You are viewing a plain text version of this content. The canonical link for it is here.
Posted to user@kudu.apache.org by Jp Gupta <ne...@gmail.com> on 2018/02/02 05:45:26 UTC

Using Kudu to Handle Huge amount of Data

Hi,
As an existing HBase user, we handle close to 20TB of data everyday.

While we are contemplating on moving to Kudu to take advantage of the new
technology, I am yet to hear of an real industry use case where Kudu is
being to used to handle of  huge amount of data.

Looking forward to your inputs on any organisation using Kudu where data
volumes of more than 10 TB is ingested everyday.

BR,
JP

Re: Using Kudu to Handle Huge amount of Data

Posted by Todd Lipcon <to...@cloudera.com>.
Hi JP,

Answers inline...

On Thu, Feb 1, 2018 at 9:45 PM, Jp Gupta <ne...@gmail.com> wrote:

> Hi,
> As an existing HBase user, we handle close to 20TB of data everyday.
>

What does "handle" mean in this case? You are inserting 20TB of new data
each day, so that your total dataset grows by that amount? How much data do
you retain? How many nodes is your cluster? (I would guess many hundred?)


>
> While we are contemplating on moving to Kudu to take advantage of the new
> technology, I am yet to hear of an real industry use case where Kudu is
> being to used to handle of  huge amount of data.
>

If you are seeing Kudu as an "improved HBase" that isn't really accurate.
Of course there are some things we can do better than HBase, but there are
some things HBase can do better than Kudu.

As for Kudu data sizes, I am aware of some organizations storing several
hundred TB in a Kudu cluster, but I have not yet heard of a use case with
1PB+. If you are looking to run at that scale you may hit some issues, but
we are standing ready to help you overcome them.
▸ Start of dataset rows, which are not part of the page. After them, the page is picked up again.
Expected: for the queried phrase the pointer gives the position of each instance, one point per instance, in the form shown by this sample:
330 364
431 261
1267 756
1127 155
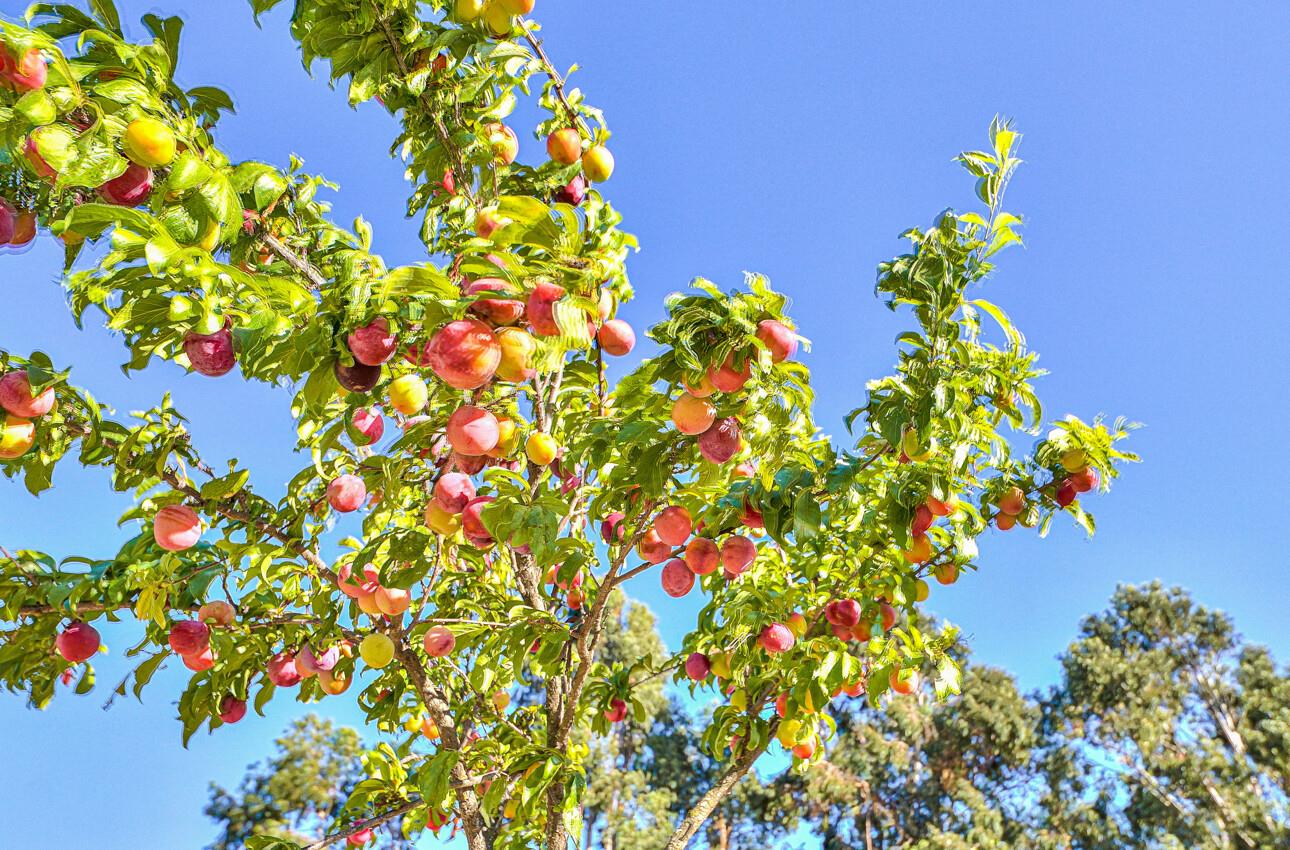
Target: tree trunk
707 804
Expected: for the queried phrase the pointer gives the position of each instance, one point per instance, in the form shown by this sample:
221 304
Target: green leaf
806 516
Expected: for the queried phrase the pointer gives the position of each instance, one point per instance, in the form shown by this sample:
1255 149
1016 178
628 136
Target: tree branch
303 267
707 804
369 823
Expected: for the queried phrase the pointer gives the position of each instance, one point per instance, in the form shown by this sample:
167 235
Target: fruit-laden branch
302 266
359 826
475 516
463 784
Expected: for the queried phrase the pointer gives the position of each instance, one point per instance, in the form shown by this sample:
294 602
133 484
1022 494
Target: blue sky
799 146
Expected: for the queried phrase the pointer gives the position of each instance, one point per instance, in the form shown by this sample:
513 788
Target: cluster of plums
21 409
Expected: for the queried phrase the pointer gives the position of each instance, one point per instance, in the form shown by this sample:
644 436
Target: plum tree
511 441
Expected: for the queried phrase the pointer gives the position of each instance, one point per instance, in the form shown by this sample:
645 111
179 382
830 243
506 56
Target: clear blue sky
799 146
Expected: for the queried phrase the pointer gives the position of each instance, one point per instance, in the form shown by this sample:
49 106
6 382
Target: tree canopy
470 557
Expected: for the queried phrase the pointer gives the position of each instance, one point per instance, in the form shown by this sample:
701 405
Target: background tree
472 553
298 792
1169 731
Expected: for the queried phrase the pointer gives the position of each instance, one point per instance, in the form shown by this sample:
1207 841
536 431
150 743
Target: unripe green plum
565 146
597 164
517 347
467 10
541 449
408 394
439 641
148 142
693 415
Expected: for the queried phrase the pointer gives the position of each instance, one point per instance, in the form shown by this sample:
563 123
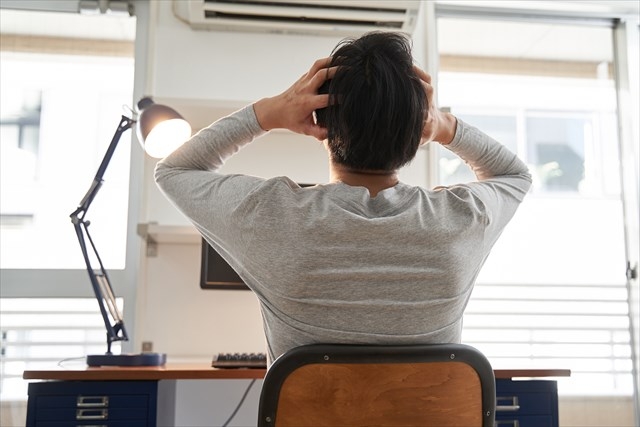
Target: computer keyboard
239 360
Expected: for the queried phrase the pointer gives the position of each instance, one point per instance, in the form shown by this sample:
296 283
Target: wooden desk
176 395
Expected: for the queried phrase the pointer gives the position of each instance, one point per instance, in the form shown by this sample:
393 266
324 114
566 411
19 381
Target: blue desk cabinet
529 403
92 403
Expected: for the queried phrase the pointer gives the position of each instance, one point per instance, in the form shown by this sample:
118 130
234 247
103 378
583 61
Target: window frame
623 50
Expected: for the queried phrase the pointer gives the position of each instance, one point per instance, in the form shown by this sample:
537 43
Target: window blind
40 333
583 328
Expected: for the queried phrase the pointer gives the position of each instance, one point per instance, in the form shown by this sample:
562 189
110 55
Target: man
364 258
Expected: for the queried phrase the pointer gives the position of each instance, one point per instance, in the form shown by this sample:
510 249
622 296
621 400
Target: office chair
351 385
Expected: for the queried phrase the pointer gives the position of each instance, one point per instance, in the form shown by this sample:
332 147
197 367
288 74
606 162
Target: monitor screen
215 273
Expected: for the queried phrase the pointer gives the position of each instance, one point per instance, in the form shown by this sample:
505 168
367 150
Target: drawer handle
92 414
507 404
92 401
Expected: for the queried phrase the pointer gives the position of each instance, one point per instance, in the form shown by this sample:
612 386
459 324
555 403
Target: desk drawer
526 403
92 403
525 421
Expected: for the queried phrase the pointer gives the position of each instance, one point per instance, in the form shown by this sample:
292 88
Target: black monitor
215 273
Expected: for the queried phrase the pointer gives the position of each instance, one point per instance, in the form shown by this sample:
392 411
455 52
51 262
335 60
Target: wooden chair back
341 385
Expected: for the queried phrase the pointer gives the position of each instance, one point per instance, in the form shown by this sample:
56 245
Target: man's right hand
293 109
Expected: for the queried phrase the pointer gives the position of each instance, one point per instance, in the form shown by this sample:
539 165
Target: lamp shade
161 129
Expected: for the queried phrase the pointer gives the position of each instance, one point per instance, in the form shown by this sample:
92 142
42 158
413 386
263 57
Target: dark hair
377 103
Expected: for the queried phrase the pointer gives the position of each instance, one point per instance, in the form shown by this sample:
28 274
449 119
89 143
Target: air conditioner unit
334 17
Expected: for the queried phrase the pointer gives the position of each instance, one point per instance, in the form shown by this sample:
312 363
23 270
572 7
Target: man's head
377 103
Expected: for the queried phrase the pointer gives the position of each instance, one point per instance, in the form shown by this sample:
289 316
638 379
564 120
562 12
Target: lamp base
141 359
I don't see any
fundamental problems that would prevent it, and I have run some basic smoke
tests of Kudu on ~800 nodes before.


>
> Looking forward to your inputs on any organisation using Kudu where data
> volumes of more than 10 TB is ingested everyday.
>

Hope some other users can chime in.

-Todd
-- 
Todd Lipcon
Software Engineer, Cloudera